Tant que M. Lorentz resta à la tête de l’école forestière, son enseignement ne trouva que de rares et timides contradicteurs ; mais, lorsqu’appelé à Paris comme administrateur il voulut mettre ces principes en action, il trouva dans l’esprit fiscal qui animait l’administration des résistances contre lesquelles il ne cessa de lutter, et dont il finit par être la victime. Ne pouvant le forcer à se rendre complice des mesures qu’il jugeait fatales pour le pays, le directeur-général d’alors le fit mettre d’office à la retraite.

L’enseignement que M. Lorentz avait introduit à l’école forestière ne fut pas pour cela abandonné ; les doctrines qu’il avait professées trouvèrent dans son successeur, M. Parade, son gendre et son élève, un éloquent interprète.
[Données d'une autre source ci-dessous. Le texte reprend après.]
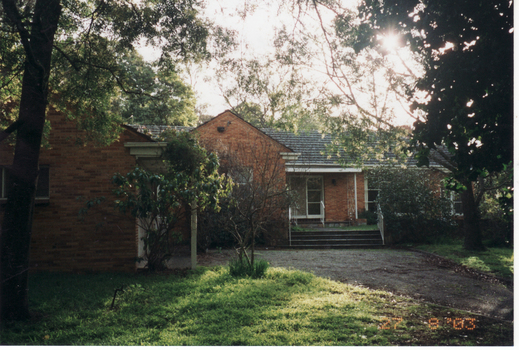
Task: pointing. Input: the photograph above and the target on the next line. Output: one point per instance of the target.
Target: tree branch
(9, 130)
(16, 20)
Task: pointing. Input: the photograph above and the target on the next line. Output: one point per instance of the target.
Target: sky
(255, 23)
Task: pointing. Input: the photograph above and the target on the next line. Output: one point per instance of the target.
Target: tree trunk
(471, 226)
(17, 224)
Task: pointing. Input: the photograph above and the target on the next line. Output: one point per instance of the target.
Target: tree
(416, 209)
(259, 198)
(465, 95)
(269, 94)
(163, 98)
(71, 48)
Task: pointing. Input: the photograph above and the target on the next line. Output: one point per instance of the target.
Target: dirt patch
(410, 273)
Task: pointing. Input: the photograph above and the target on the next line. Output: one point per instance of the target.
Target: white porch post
(355, 186)
(193, 233)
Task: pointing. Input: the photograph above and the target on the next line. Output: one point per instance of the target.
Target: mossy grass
(242, 268)
(208, 306)
(495, 261)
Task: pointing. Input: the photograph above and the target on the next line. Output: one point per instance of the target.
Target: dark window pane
(314, 209)
(314, 196)
(298, 186)
(458, 208)
(372, 195)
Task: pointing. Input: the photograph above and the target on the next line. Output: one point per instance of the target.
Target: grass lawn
(495, 261)
(210, 307)
(345, 228)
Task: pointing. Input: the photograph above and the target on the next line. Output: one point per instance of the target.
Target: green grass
(210, 307)
(495, 261)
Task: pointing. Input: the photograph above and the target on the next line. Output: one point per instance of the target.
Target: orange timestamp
(458, 323)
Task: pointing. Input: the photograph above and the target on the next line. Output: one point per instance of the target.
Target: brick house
(69, 175)
(327, 193)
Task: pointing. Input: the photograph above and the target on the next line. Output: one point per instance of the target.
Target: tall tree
(465, 94)
(74, 46)
(162, 97)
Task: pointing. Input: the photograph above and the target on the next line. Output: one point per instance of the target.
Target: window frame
(41, 199)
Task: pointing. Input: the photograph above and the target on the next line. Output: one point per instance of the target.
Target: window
(242, 175)
(42, 188)
(308, 196)
(457, 209)
(372, 200)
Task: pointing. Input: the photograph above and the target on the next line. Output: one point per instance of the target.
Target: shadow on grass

Alsacien comme lui, doué comme lui d’un caractère droit, quoique moins expansif, ayant comme lui des convictions inébranlables, l’horreur de la bassesse et de l’intrigue, doué d’un grand esprit de justice et d’une bienveillance sans bornes, M. Parade sut acquérir sur les élèves une autorité qu’aucun d’eux n’a jamais méconnue et leur inspirer une affection et un dévoûment qu’ils lui ont gardés jusqu’au tombeau. Ne revenant jamais sur sa parole, toujours maître de lui, n’hésitant jamais à faire ce qu’il croyait son devoir, dédaignant les petites habiletés, il fut pour tous ceux qui l’ont approché le type de l’honnête homme dans toute l’acception du mot, du vir probus dont parle le poète. De tous les hommes qu’il nous a été donné de rencontrer jusqu’ici, c’est celui qui à nos yeux s’est le plus rapproché de la perfection, celui dont l’amitié qu’il nous a témoignée nous a été la plus précieuse et dont nous nous sentons le plus honoré. Aidé des notes et des conseils de M. Lorentz, M. Parade publia son Cours élémentaire de culture des bois, dont la première édition remonte à 1836, et qui est un véritable chef-d’œuvre de clarté, de méthode et de concision. Mais c’est moins par cet ouvrage, véritable code de la science forestière, que par la noblesse de son caractère qu’il a exercé sur toutes les générations d’agens sortis de ses mains l’influence considérable qui se fait encore sentir aujourd’hui. C’est en communiquant à tous ceux qui l’approchaient la chaleur de ses convictions qu’il a rendu les plus signalés services.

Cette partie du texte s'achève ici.